Ricostituita la "forma giusta" dell'osso, si creano le condizioni
ideali perché su di esso si riformi, adeguatamente modellata, la
gengiva. Molto più indaginosa è la terapia di una lesione
di egual grado in un molare superiore. In questo caso si ha difficoltà
di accesso per la stretta vicinanza dei denti contigui. A tale proposito
è importante scolpire un lembo di accesso molto ampio per avere
la migliore visibilità possibile.
La figura 4 mostra una lesione di 1° grado a livello della triforcazione
del 1.6; è interessato l'imbocco mesiale tra la biforcazione tra
la radice palatale e la radice vestibolo-mesiale. E' presente anche un
lieve difetto osseo a quattro pareti a livello della superficie palatale
della radice del 1.6, trattabile anche esso con la chirurgia ossea resettiva.

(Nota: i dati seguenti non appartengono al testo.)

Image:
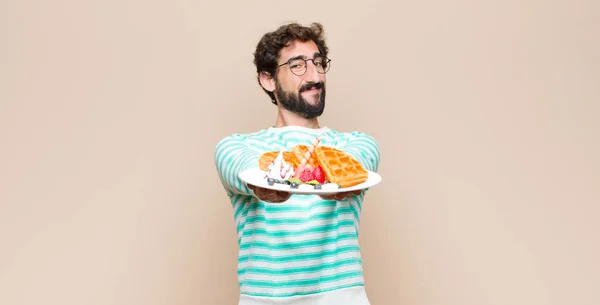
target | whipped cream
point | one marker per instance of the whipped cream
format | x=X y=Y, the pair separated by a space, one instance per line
x=279 y=169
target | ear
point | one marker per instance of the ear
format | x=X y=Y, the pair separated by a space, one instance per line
x=266 y=81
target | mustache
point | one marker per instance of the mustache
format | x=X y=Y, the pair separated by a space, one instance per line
x=311 y=85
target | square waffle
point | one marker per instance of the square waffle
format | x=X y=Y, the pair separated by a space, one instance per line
x=340 y=167
x=268 y=157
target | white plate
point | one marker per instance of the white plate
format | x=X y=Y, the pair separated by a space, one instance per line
x=256 y=176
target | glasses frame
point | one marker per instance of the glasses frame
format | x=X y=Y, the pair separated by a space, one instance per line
x=326 y=61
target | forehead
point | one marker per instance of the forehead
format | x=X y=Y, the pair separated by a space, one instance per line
x=298 y=49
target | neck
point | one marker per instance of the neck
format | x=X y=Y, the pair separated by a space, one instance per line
x=287 y=118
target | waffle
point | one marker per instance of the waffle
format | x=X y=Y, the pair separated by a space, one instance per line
x=340 y=167
x=299 y=152
x=267 y=158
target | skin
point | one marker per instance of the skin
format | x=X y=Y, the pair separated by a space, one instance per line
x=291 y=83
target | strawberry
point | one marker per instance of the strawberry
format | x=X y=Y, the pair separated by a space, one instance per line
x=306 y=175
x=299 y=171
x=319 y=175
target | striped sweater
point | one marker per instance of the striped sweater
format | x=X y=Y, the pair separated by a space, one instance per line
x=304 y=250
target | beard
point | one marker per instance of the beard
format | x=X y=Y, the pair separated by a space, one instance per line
x=296 y=103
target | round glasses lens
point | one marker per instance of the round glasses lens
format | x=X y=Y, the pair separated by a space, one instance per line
x=298 y=66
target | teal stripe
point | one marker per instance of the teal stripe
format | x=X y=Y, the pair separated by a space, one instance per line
x=302 y=207
x=295 y=245
x=308 y=269
x=298 y=257
x=359 y=283
x=316 y=216
x=311 y=230
x=304 y=282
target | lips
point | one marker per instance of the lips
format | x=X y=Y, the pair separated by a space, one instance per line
x=311 y=87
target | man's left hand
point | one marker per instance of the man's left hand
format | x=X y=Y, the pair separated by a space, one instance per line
x=341 y=196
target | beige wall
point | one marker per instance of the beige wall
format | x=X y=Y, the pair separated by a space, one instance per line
x=487 y=117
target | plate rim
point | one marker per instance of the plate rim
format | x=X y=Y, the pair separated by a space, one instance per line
x=375 y=175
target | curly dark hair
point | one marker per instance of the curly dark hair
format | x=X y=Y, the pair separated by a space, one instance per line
x=269 y=47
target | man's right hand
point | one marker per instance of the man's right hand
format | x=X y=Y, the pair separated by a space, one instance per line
x=270 y=195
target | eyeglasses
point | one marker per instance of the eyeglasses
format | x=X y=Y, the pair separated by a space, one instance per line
x=298 y=66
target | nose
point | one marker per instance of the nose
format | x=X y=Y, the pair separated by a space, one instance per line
x=311 y=73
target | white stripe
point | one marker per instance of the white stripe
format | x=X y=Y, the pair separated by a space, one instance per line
x=301 y=276
x=305 y=250
x=299 y=225
x=354 y=295
x=302 y=238
x=306 y=263
x=303 y=289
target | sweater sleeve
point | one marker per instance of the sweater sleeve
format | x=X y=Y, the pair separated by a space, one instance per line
x=233 y=155
x=365 y=149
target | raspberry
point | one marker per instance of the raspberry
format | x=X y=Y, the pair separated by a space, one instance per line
x=319 y=175
x=306 y=175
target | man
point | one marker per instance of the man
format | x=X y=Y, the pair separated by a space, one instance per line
x=295 y=249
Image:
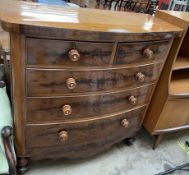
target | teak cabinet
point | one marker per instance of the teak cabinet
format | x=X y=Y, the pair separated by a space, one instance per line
x=82 y=79
x=169 y=107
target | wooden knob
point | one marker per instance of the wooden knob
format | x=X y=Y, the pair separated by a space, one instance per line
x=63 y=135
x=125 y=123
x=132 y=99
x=74 y=55
x=148 y=53
x=71 y=83
x=140 y=77
x=67 y=109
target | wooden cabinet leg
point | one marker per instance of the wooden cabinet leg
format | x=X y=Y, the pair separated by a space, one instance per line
x=157 y=140
x=22 y=165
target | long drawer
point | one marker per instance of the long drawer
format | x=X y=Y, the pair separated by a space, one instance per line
x=75 y=134
x=141 y=52
x=50 y=82
x=68 y=53
x=41 y=110
x=74 y=53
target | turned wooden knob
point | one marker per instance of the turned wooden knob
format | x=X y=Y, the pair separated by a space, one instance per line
x=63 y=135
x=132 y=99
x=71 y=83
x=125 y=123
x=67 y=109
x=140 y=77
x=148 y=53
x=74 y=55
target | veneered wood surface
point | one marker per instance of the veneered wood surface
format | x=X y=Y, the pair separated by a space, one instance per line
x=55 y=52
x=48 y=82
x=133 y=52
x=96 y=134
x=43 y=110
x=110 y=24
x=18 y=91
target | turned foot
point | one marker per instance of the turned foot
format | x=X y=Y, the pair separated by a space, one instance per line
x=129 y=141
x=22 y=165
x=157 y=140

Si attua (figura 5), l'odontoplastica e la rimodellazione ossea
(osteotomia- osteoplastica). E' bene ricordare che, in ogni caso, è
da evitare una eccessiva rimodellazione del dente (se questo è
vitale) per non avere una ipersensibilità dentinale e per non creare
danni irreversibili alla polpa. La figura 6 mostra l'architettura
ossea rimodellata con eliminazione del difetto interadicolare.